Before the end of the decade, pop and doo-wop star Dion would score a number 4 hit in 1968 with the folk-infused ballad “Abraham, Martin and John,” written by Dick Holler. The song recalls the tragic fate of three visionaries, John Kennedy, Abraham Lincoln, and Martin Luther King.

After Kennedy was assassinated, the country further suffered the loss of his younger brother Robert, and Civil Rights leader Dr. Martin Luther King. The lyrics read, “Has anybody here seen my good friend John; Can you tell me where he’s gone? He freed a lot of people, but it seems the good die young.” The sense of loss and confusion is compounded by the prevailing notion of Kennedy’s accomplishments during his brief time in office.

In 1984 Johnny Cash was the first to release a cover of Kris Kristofferson’s “They Killed Him,” a brutally frank recounting of senseless deaths through the years, citing revolutionaries like Mahatma Gandhi, the Kennedy brothers, Martin Luther King, and Jesus Christ. Kristofferson himself recorded the song in 1986, as did Bob Dylan, who included his version on his “Knocked Out Loaded” album.

Adding Christ to the equation added even greater impact to the catalog of tragic heroes, with the paralyzing refrain, “On the road to glory where the story never ends; Just the Holy Son of Man, we’ll never understand, my God, they killed Him.”

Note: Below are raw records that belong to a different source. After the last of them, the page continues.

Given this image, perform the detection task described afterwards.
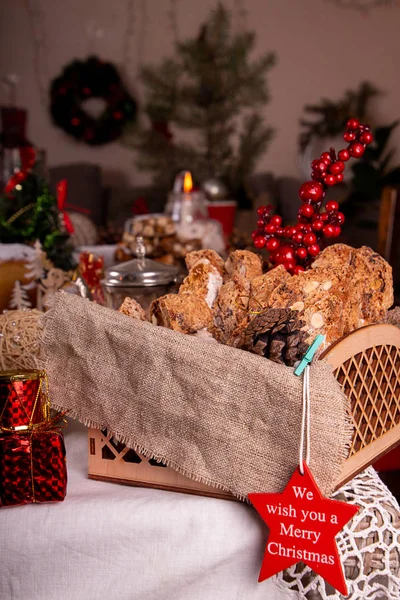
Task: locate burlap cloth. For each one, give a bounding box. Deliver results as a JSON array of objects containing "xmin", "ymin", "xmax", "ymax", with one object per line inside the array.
[{"xmin": 43, "ymin": 293, "xmax": 352, "ymax": 499}]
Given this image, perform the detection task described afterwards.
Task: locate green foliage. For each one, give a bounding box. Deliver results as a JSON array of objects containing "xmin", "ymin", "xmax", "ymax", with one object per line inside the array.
[
  {"xmin": 343, "ymin": 121, "xmax": 400, "ymax": 217},
  {"xmin": 299, "ymin": 81, "xmax": 379, "ymax": 151},
  {"xmin": 125, "ymin": 4, "xmax": 275, "ymax": 200},
  {"xmin": 0, "ymin": 173, "xmax": 74, "ymax": 270}
]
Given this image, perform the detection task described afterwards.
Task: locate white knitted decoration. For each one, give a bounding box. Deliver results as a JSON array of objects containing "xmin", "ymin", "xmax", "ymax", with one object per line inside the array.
[{"xmin": 276, "ymin": 467, "xmax": 400, "ymax": 600}]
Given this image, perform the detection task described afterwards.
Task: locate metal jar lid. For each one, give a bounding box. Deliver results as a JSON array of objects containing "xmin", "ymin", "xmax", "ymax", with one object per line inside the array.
[{"xmin": 101, "ymin": 239, "xmax": 178, "ymax": 287}]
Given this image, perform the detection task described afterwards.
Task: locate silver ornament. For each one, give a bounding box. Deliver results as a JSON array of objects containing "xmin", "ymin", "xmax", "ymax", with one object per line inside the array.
[{"xmin": 201, "ymin": 177, "xmax": 229, "ymax": 202}]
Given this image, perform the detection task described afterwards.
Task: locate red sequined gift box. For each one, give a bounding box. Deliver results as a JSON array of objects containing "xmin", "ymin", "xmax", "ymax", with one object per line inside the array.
[
  {"xmin": 0, "ymin": 429, "xmax": 67, "ymax": 506},
  {"xmin": 0, "ymin": 370, "xmax": 49, "ymax": 430}
]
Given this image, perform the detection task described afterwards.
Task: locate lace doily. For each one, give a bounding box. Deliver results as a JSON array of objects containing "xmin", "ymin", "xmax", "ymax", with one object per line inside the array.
[{"xmin": 276, "ymin": 467, "xmax": 400, "ymax": 600}]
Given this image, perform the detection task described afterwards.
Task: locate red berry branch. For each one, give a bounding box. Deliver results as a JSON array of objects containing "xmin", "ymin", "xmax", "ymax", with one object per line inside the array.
[{"xmin": 252, "ymin": 119, "xmax": 373, "ymax": 275}]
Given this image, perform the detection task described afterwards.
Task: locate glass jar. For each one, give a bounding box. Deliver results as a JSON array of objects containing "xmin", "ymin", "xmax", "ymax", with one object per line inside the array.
[{"xmin": 101, "ymin": 238, "xmax": 178, "ymax": 316}]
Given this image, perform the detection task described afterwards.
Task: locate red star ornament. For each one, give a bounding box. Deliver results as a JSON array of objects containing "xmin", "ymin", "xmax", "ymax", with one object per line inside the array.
[{"xmin": 248, "ymin": 463, "xmax": 359, "ymax": 596}]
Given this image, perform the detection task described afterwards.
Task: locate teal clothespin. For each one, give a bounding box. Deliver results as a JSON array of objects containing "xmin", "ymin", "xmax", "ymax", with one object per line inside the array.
[{"xmin": 294, "ymin": 334, "xmax": 325, "ymax": 377}]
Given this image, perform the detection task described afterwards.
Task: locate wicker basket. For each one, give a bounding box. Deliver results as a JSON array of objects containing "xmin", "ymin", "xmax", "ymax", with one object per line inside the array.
[{"xmin": 89, "ymin": 325, "xmax": 400, "ymax": 499}]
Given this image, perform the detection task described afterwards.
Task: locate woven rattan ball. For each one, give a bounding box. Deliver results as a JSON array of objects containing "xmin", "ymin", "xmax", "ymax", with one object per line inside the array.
[{"xmin": 0, "ymin": 309, "xmax": 44, "ymax": 371}]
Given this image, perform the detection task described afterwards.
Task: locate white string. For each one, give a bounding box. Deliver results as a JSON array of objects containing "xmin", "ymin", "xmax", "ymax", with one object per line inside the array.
[{"xmin": 299, "ymin": 365, "xmax": 311, "ymax": 475}]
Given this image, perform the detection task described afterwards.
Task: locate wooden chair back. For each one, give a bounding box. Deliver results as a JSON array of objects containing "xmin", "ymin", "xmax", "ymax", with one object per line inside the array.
[{"xmin": 321, "ymin": 325, "xmax": 400, "ymax": 487}]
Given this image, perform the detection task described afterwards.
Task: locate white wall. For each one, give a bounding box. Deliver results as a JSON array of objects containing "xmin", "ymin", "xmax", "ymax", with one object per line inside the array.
[{"xmin": 0, "ymin": 0, "xmax": 400, "ymax": 184}]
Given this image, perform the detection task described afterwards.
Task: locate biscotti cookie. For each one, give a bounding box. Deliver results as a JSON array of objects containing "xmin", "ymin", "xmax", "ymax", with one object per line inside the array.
[
  {"xmin": 225, "ymin": 250, "xmax": 262, "ymax": 281},
  {"xmin": 179, "ymin": 262, "xmax": 223, "ymax": 308},
  {"xmin": 118, "ymin": 298, "xmax": 147, "ymax": 321},
  {"xmin": 150, "ymin": 294, "xmax": 213, "ymax": 334},
  {"xmin": 185, "ymin": 250, "xmax": 225, "ymax": 275}
]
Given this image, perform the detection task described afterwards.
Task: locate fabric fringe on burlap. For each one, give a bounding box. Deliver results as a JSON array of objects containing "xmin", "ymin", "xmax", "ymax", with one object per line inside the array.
[{"xmin": 42, "ymin": 293, "xmax": 352, "ymax": 500}]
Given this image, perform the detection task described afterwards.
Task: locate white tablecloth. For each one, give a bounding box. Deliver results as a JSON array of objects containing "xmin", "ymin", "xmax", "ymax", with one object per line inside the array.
[{"xmin": 0, "ymin": 422, "xmax": 298, "ymax": 600}]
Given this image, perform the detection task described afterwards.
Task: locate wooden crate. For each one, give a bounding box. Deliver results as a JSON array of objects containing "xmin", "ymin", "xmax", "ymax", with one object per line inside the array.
[
  {"xmin": 89, "ymin": 325, "xmax": 400, "ymax": 500},
  {"xmin": 89, "ymin": 428, "xmax": 231, "ymax": 500}
]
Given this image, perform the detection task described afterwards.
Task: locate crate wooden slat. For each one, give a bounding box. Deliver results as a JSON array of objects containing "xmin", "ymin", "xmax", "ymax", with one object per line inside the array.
[
  {"xmin": 89, "ymin": 428, "xmax": 235, "ymax": 500},
  {"xmin": 89, "ymin": 325, "xmax": 400, "ymax": 500},
  {"xmin": 321, "ymin": 325, "xmax": 400, "ymax": 487}
]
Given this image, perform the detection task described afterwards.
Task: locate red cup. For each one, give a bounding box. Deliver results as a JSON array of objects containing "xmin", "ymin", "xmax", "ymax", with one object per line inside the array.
[{"xmin": 207, "ymin": 200, "xmax": 236, "ymax": 237}]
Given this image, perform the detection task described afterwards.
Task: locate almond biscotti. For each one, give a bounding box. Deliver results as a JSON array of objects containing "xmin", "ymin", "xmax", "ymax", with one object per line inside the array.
[{"xmin": 150, "ymin": 294, "xmax": 213, "ymax": 334}]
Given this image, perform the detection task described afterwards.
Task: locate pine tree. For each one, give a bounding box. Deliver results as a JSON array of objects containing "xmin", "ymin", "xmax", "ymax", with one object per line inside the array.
[
  {"xmin": 9, "ymin": 280, "xmax": 31, "ymax": 310},
  {"xmin": 0, "ymin": 173, "xmax": 74, "ymax": 270},
  {"xmin": 126, "ymin": 4, "xmax": 275, "ymax": 206},
  {"xmin": 26, "ymin": 240, "xmax": 46, "ymax": 289}
]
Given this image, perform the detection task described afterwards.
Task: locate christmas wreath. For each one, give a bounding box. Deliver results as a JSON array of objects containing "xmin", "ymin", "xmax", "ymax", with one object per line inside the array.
[{"xmin": 50, "ymin": 56, "xmax": 137, "ymax": 146}]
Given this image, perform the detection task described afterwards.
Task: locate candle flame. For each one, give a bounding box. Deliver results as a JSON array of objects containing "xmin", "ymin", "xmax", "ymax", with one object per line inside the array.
[{"xmin": 183, "ymin": 171, "xmax": 193, "ymax": 194}]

And after nearly six decades, songs are still being written about John F. Kennedy. Bob Dylan released the single “Murder Most Foul” in March, which uses Kennedy’s death as the central conceit that defines America’s history for future generations. “Twas a dark day in Dallas, November ’63, a day that will live on in infamy; President Kennedy was a-ridin’ high; Good day to be livin’ and a good day to die.”

In the nearly 17-minute song, Dylan refers to Kennedy as a sacrificial lamb led to the slaughter and proceeds to reference notable names in a stream-of-conscious catalog of events. The random list cites musicians, actors, artists, politicians, and comedians as disparate as Shakespeare, Nat King Cole, Buster Keaton, John Lee Hooker, and Wolfman Jack; all familiar names that have factored, to differing degrees, into the fabric of popular culture.

And there’s something profoundly comforting in knowing that an iconic voice for the ages like Bob Dylan, who warned us about the chimes of freedom flashing back in 1964, would help keep Kennedy’s legacy alive in song. After all, the enduring dream of Camelot and what once was may have faded, but the legacy of America’s first Irish Catholic president has been a source of inspiration for poets and songwriters for generations, and likely will be for generations to come.